Minister of Transport and Communication
- Incumbent
- Assumed office March 11, 2008
- Preceded by: Antonio Munguambe

Personal details
- Born: 1955 (age 70–71)

= Paulo Zucula =

Mozambican politician (born 1955)

Paulo Zucula (born 1955) is a Mozambican politician and Mozambique's Minister of Transportation and Communication since March 2008.

==Biography==
===Early life===
Born in 1955, Zucula studied agronomy at the Eduardo Mondlane University in Maputo, where he completed a B.Sc. degree. He pursued graduate studies at the University of Minnesota, receiving a M.Sc. degree.

===Career===
From 1990 to 1992, Zucula served as Deputy Minister of Agriculture for President Joaquim Chissano.
Thereafter, from 1993 to 1995, he was a National Programme Manager for the Food and Agriculture Organization of the United Nations. In 2001, he became coordinator of the Regional Spatial Development Initiative of the Development Bank of Southern Africa. From 2004 to 2005, he held the post of Chief Executive Officer of the Foundation for Community Development (Fundação Para o Desenvolvimento Comunitário).
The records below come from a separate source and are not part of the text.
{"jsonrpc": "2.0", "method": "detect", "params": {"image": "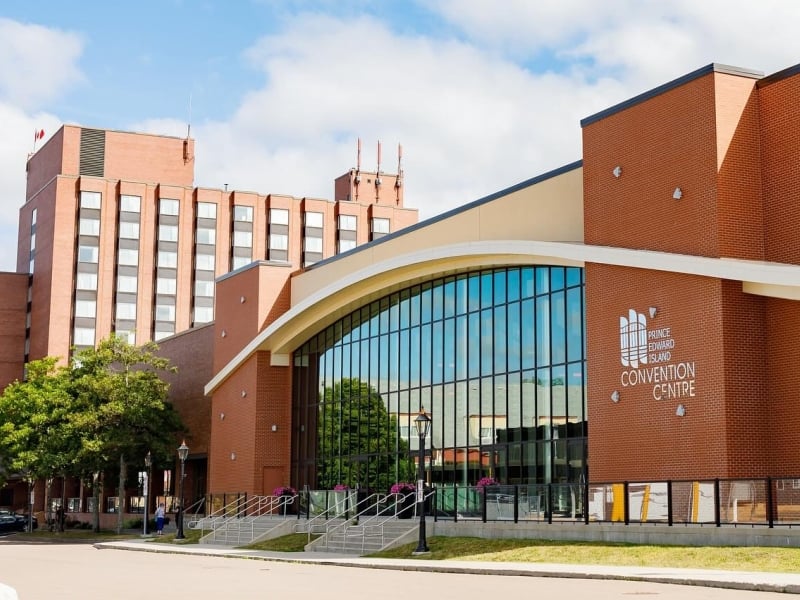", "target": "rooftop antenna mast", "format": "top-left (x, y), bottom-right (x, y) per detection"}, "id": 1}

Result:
top-left (354, 138), bottom-right (362, 201)
top-left (183, 93), bottom-right (192, 163)
top-left (375, 140), bottom-right (382, 200)
top-left (395, 143), bottom-right (403, 204)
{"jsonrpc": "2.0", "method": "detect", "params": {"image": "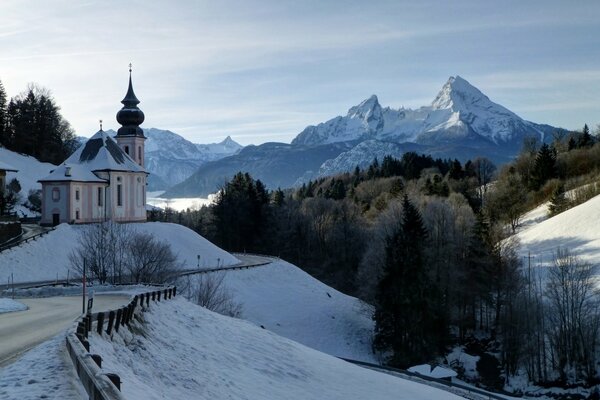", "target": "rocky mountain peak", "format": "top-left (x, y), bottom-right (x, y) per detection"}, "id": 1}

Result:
top-left (347, 94), bottom-right (382, 121)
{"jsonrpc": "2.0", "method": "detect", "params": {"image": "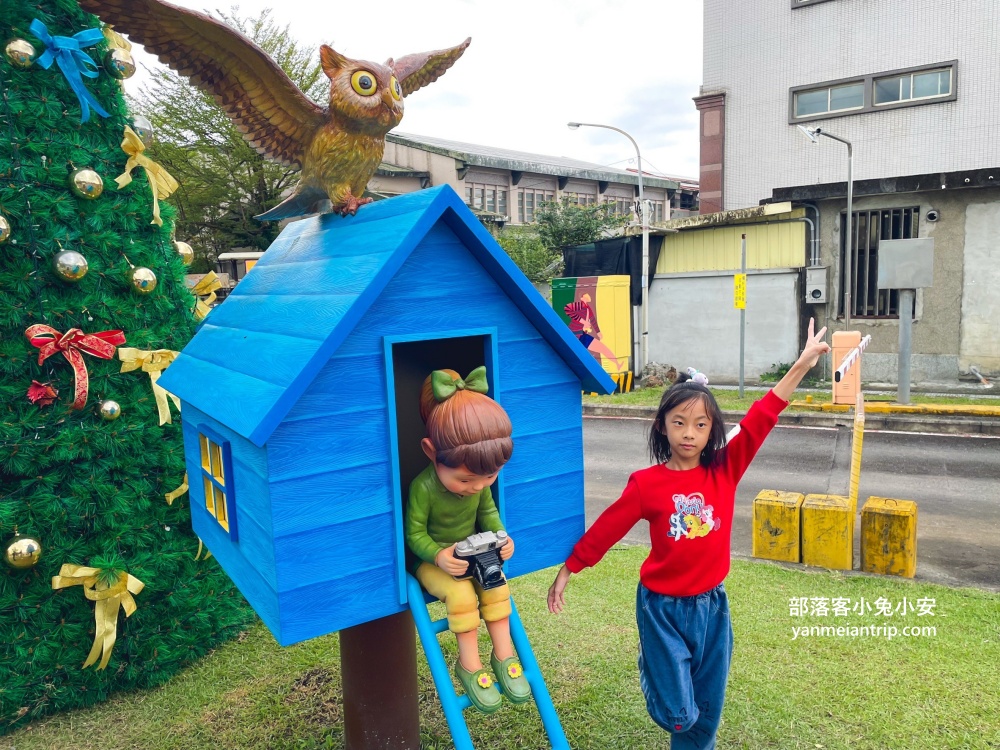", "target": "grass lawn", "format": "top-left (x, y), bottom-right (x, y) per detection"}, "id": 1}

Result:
top-left (7, 548), bottom-right (999, 749)
top-left (584, 388), bottom-right (1000, 411)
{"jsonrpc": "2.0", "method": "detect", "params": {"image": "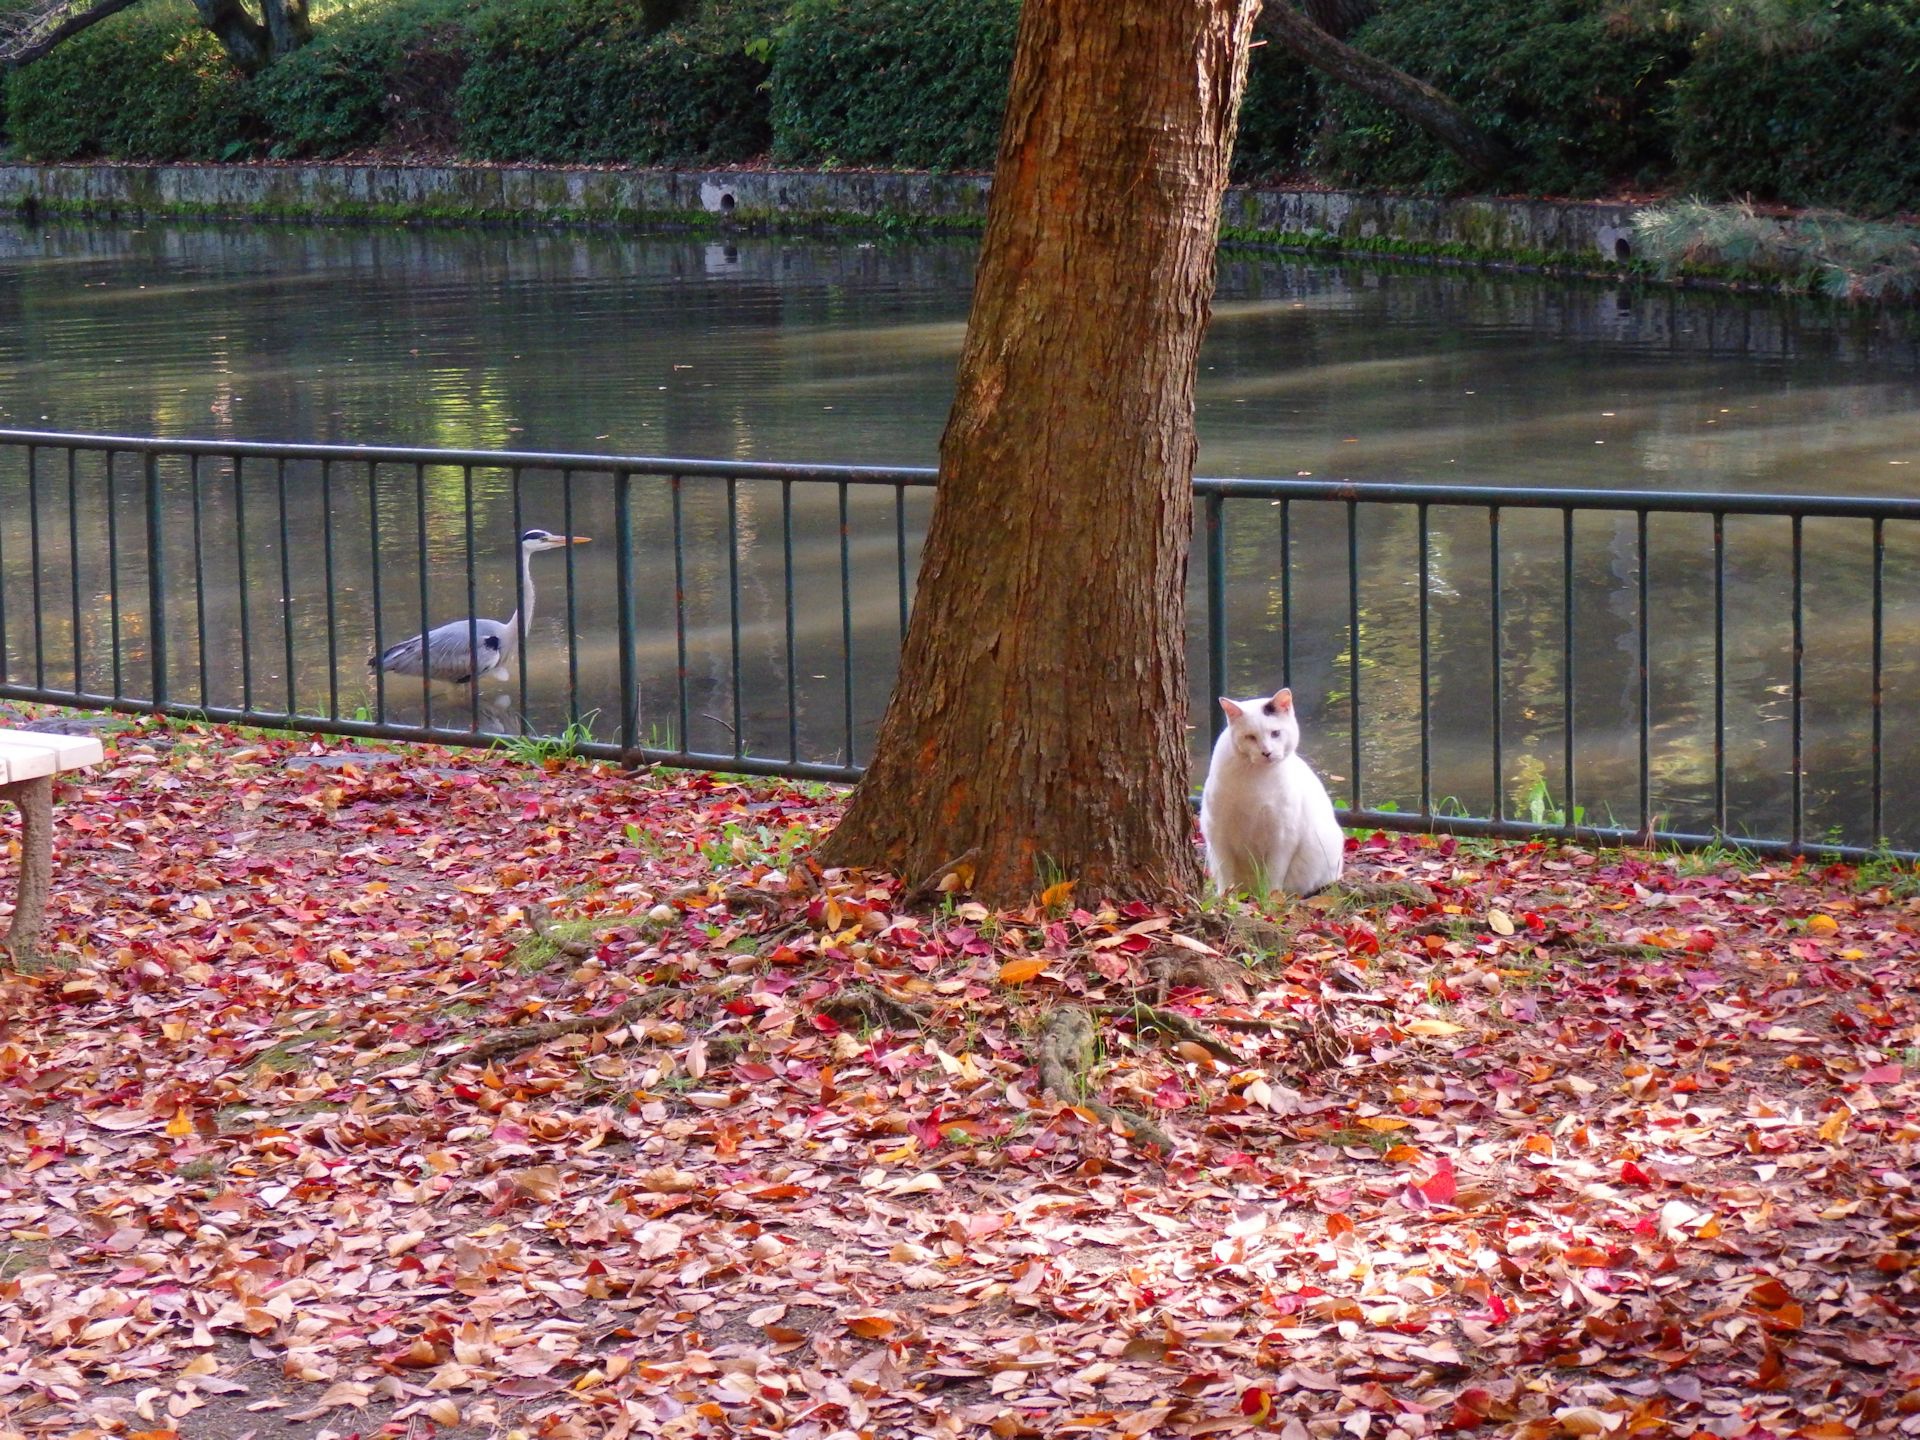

Zucula re-entered public service in December 2006, becoming director of the National Disasters Management Institute (Instituto Nacional de Gestão de Calamidades, INGC), Mozambique's disaster management agency. He was "widely praised" for his handling of the 2007 Mozambican flood and for his leadership of the INGC,
with one "senior [United Nations] official" describing him as "the most effective director in this position that I have come across in 25 years of disaster management anywhere in the world".
He was appointed Minister of Transport and Communication by Armando Guebuza on March 11, 2008,
succeeding Antonio Munguambe. Zucula's appointment came as part of a cabinet reshuffle that also involved the replacement of foreign minister Alcinda Abreu and justice minister Esperança Machavela.